Here some example output from RegCompare.cmd:

Z:\>RegCompare.cmd

    OLD:   HKEY_CURRENT_USER\_Backup_\Google  preferred_language  REG_SZ
    NEW:   HKEY_CURRENT_USER\software\Google  preferred_language  REG_SZ  en

    OLD:   HKEY_CURRENT_USER\_Backup_\Google  blt_count_slp  REG_DWORD  0xeab38
    NEW:   HKEY_CURRENT_USER\software\Google  blt_count_slp  REG_DWORD  0xeabc8

    OLD:   HKEY_CURRENT_USER\_Backup_\Google  blt_msec_slp  REG_DWORD  0x17c64a
    NEW:   HKEY_CURRENT_USER\software\Google  blt_msec_slp  REG_DWORD  0x17c69c

    OLD:   HKEY_CURRENT_USER\_Backup_\Google  dib_count_slp  REG_DWORD  0x57aa6e
    NEW:   HKEY_CURRENT_USER\software\Google  dib_count_slp  REG_DWORD  0x57aafe

    OLD:   HKEY_CURRENT_USER\_Backup_\Google  dib_msec_slp  REG_DWORD  0x20e57
    NEW:   HKEY_CURRENT_USER\software\Google  dib_msec_slp  REG_DWORD  0x20e5b

    OLD:   HKEY_CURRENT_USER\_Backup_\Google  searches_integrated  REG_DWORD  0x4f1
    NEW:   HKEY_CURRENT_USER\software\Google  searches_integrated  REG_DWORD  0x4f2

    OLD:   HKEY_CURRENT_USER\_Backup_\Google  google_search  REG_DWORD  0x505
    NEW:   HKEY_CURRENT_USER\software\Google  google_search  REG_DWORD  0x506

    OLD:   HKEY_CURRENT_USER\_Backup_\Google  google_search_slp  REG_DWORD  0x505
    NEW:   HKEY_CURRENT_USER\software\Google  google_search_slp  REG_DWORD  0x506

    OLD:   HKEY_CURRENT_USER\_Backup_\Panda Software  InstallCLSID  REG_SZ  {F6B1ED50-1F91-46A6-A104-64B99145C1BC}
    NEW:   HKEY_CURRENT_USER\software\Panda Software  InstallCLSID  REG_SZ  {F6B1ED50-1F91-46A6-A104-64B99145C1BC}

REMOVED:   HKEY_CURRENT_USER\_Backup_\StudiosQA\Testing Key 1

  ADDED:   HKEY_CURRENT_USER\software\StudiosQA\Testing Key 2

Hope this helps someone

Edited December 10, 2008 by duckling78

[Demonic]

Sounds good.

Perhaps an addition from yourself to load a checkpoint, possibly only specifying which ones you would like to load?
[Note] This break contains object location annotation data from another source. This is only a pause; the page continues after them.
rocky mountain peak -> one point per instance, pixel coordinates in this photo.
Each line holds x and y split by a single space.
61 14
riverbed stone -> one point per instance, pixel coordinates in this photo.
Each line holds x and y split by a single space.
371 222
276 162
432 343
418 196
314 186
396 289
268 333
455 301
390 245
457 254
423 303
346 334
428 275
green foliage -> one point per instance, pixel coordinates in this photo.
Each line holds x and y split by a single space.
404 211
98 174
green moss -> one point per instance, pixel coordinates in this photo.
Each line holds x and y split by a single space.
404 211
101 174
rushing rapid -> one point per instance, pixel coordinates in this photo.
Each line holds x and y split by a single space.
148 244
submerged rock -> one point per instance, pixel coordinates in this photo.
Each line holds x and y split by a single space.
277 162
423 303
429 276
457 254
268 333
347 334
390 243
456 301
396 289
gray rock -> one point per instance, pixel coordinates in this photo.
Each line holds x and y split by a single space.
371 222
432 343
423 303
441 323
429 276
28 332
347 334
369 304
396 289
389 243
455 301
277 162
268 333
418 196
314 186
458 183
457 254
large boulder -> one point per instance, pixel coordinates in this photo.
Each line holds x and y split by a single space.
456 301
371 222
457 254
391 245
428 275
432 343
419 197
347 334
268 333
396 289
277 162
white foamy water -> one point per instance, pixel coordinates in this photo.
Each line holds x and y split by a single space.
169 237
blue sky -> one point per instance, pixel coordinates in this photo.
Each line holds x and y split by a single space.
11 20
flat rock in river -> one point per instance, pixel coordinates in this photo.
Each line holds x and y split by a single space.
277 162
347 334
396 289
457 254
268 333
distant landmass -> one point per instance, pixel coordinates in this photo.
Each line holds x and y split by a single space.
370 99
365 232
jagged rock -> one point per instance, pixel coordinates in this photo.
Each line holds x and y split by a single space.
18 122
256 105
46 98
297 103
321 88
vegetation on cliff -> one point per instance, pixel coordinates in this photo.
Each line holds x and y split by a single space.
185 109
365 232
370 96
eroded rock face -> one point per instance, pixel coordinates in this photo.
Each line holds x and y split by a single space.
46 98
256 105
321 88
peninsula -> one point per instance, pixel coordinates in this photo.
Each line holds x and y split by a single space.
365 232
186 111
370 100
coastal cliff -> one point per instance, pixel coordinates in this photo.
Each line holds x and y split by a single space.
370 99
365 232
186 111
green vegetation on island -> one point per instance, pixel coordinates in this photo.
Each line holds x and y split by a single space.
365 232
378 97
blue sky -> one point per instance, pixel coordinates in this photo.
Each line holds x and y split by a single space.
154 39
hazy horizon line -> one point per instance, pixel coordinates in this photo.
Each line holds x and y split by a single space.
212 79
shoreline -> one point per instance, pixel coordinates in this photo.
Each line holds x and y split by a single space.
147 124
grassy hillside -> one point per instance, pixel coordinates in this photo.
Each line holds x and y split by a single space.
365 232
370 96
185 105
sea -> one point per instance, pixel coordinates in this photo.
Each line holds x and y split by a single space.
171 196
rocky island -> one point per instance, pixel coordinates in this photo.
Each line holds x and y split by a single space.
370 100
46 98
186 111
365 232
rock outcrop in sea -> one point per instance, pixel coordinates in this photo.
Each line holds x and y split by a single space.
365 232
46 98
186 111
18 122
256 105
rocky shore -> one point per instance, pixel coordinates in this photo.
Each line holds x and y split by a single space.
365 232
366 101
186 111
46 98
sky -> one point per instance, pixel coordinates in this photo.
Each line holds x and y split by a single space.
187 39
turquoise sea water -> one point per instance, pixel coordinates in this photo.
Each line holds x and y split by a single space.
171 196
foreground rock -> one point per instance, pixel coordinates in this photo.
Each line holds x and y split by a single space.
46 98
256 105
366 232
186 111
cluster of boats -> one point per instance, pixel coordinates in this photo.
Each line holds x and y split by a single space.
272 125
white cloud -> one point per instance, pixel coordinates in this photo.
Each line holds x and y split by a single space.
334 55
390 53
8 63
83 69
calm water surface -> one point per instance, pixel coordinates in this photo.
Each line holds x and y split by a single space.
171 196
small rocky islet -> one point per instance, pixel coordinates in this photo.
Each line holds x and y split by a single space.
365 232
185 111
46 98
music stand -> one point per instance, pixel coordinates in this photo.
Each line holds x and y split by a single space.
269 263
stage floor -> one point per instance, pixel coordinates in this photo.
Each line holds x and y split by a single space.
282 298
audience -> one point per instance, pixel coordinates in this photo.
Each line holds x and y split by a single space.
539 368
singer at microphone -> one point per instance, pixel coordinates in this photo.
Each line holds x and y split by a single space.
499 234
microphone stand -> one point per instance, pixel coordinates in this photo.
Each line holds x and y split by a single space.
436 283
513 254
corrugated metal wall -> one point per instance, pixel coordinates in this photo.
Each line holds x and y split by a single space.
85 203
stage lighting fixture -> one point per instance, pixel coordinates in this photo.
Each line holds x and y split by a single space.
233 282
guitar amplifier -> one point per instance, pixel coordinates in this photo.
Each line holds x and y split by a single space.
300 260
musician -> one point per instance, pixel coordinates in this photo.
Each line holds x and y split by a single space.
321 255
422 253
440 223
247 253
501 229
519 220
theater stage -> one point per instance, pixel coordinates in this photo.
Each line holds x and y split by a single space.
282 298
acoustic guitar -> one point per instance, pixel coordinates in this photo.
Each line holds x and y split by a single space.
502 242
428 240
Could be usefull for rolling back from some pesky virus's.. then again we have system restore.

[Jango]

Thank you it's usefull to me.

[corgano]

Thank you it's usefull to me.

i have looking for a program like this, but could you upload compiled version?

[duckling78]

Fixed the script to work on Vista. The "reg" executable has some different parameters on XP vs Vista.

I believe I'm done with this. The updated script is in the original post.